Apocalyptica - Tuttlingen
08.07.2001 | 04:2304.07.2001, Honberg
Na sowas: APOCALYPTICA, die \"Cello-Vergewaltiger\" aus dem hohen Norden, wagten sich am 04.07. in das Städtchen Tuttlingen, um dort beim örtlichen Sommerfest zwischen den Ruinen auf dem Honberg zu zeigen, was man so alles mit einem Streichinstrument anstellen kann. Und da hier im tiefsten Süden der Republik konzerttechnisch gerade nicht übermäßig viel geboten wird, war es natürlich klar, dass man sich dieses Ereignis nicht entgehen lassen sollte.

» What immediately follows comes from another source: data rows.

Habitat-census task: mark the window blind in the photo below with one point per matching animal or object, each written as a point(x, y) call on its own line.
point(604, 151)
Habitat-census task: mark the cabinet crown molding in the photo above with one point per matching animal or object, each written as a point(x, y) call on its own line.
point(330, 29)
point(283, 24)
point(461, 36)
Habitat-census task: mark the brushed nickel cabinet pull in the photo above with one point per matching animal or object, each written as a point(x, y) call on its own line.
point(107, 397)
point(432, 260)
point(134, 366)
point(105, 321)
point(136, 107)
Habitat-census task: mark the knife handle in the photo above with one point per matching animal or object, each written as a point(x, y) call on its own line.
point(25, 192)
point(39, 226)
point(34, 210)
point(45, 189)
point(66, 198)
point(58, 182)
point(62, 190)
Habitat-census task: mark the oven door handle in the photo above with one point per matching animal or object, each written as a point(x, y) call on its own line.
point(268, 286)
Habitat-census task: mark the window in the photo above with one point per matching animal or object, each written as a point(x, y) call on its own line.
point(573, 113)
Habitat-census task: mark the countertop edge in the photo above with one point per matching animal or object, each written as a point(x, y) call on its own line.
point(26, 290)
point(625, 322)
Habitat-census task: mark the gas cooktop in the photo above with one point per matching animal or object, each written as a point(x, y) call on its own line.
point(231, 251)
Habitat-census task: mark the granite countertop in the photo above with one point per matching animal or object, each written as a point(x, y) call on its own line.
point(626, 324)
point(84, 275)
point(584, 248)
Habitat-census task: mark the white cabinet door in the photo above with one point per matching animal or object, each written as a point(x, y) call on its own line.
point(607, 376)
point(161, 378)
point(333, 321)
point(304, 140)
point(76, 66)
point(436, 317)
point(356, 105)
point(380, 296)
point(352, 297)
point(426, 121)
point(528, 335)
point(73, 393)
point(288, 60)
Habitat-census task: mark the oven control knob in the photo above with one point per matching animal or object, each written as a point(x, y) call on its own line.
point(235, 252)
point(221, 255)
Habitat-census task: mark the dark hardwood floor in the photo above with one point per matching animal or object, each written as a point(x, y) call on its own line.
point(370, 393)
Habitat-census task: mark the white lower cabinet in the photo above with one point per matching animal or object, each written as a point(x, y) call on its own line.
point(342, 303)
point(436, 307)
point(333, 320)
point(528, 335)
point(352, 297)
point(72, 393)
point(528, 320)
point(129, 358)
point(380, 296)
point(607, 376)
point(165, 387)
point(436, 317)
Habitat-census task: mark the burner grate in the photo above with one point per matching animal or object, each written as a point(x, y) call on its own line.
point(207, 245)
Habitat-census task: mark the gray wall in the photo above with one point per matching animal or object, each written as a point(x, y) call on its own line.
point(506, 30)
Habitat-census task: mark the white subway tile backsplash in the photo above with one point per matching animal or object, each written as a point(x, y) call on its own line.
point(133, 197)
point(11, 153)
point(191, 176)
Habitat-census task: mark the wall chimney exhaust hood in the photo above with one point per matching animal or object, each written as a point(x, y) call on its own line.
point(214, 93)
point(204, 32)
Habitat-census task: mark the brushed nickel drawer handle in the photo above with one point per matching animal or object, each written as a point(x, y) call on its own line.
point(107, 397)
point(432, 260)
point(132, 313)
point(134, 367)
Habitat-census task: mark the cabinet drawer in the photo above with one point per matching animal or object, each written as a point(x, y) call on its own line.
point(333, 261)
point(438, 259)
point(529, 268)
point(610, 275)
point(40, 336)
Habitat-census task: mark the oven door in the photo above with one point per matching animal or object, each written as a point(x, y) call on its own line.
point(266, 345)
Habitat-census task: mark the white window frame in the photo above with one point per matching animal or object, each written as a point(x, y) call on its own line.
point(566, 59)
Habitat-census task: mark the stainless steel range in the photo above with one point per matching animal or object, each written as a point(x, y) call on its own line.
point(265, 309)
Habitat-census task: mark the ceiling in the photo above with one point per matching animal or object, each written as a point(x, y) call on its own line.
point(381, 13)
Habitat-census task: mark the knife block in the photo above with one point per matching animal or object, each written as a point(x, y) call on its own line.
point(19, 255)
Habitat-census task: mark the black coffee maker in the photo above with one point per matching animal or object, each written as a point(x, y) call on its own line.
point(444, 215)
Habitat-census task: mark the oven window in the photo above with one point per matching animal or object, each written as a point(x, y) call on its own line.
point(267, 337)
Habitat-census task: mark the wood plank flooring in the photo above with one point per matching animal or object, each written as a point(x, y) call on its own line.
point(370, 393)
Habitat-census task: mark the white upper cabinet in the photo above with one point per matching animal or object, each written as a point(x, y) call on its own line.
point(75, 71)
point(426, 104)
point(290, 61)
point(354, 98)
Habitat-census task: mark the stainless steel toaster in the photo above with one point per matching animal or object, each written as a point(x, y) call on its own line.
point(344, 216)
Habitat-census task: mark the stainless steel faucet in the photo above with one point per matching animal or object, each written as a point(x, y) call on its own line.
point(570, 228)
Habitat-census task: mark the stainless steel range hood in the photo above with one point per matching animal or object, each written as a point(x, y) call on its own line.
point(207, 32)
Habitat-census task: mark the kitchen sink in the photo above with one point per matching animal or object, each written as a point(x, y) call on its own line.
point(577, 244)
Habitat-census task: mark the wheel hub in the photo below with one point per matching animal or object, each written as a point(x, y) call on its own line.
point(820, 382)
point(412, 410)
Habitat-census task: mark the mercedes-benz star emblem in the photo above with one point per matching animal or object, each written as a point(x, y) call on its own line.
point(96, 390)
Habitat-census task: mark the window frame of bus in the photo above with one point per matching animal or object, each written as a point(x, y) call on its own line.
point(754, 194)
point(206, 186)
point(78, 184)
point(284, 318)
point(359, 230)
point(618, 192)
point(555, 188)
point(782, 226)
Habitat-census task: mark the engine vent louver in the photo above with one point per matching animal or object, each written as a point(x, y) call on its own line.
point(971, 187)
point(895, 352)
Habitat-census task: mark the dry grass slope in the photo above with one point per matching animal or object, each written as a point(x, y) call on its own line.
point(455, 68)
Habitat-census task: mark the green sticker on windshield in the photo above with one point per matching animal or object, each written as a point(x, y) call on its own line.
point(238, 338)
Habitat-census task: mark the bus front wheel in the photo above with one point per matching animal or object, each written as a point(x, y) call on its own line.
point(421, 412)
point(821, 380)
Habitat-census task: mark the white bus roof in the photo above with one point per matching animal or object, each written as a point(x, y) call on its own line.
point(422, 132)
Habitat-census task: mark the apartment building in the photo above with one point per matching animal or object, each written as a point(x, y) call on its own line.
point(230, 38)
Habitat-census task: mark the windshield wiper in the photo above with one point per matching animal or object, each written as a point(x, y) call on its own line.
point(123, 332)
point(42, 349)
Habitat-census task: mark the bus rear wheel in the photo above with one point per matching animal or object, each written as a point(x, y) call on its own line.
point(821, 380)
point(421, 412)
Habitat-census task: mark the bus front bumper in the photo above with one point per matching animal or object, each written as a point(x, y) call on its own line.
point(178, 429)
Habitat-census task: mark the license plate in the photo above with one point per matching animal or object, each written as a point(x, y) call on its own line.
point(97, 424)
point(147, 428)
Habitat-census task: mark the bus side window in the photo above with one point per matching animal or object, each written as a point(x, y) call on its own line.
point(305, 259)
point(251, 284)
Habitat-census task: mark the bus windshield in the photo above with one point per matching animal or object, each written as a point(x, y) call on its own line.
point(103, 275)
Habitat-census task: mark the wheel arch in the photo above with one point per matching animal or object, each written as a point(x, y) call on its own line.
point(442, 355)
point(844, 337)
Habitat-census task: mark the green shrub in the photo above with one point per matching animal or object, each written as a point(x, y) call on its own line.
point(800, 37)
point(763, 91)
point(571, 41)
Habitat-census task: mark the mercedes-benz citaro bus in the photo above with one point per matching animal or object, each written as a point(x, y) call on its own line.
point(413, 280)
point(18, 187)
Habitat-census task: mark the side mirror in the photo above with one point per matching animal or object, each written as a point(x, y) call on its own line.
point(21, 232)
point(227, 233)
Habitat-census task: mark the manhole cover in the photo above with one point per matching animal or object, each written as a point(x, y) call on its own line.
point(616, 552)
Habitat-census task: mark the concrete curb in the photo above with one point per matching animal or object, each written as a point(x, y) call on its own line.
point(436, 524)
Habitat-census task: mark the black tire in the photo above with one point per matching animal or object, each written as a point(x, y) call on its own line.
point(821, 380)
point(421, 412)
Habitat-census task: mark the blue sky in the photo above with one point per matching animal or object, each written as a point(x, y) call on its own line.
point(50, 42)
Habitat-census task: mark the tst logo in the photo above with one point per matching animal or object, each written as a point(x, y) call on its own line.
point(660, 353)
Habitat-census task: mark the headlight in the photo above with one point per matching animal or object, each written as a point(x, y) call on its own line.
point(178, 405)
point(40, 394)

Auf dem idyllischen Honberg angekommen, bot sich erstmal eine illustre Volksfeststimmung: Unmengen von Fressständen, Bierbänken und -tischen beherrschten das Areal, bevölkert von mehreren Hundert Besuchern aller Art (Rentner, Kleinkinder, Durchschnittsbürger, junge Familien, Skater, ..., dazu verhältnismäßig wenige Rocker, Metaller und Goths). Und hier würde in einer halben Stunde ein Konzert von APOCALYPTICA stattfinden? Kaum zu glauben, aber wahr - davon konnte man sich an der Abendkasse überzeugen, wo bereits ein reger Kampf um die letzten verbliebenen Tickets herrschte.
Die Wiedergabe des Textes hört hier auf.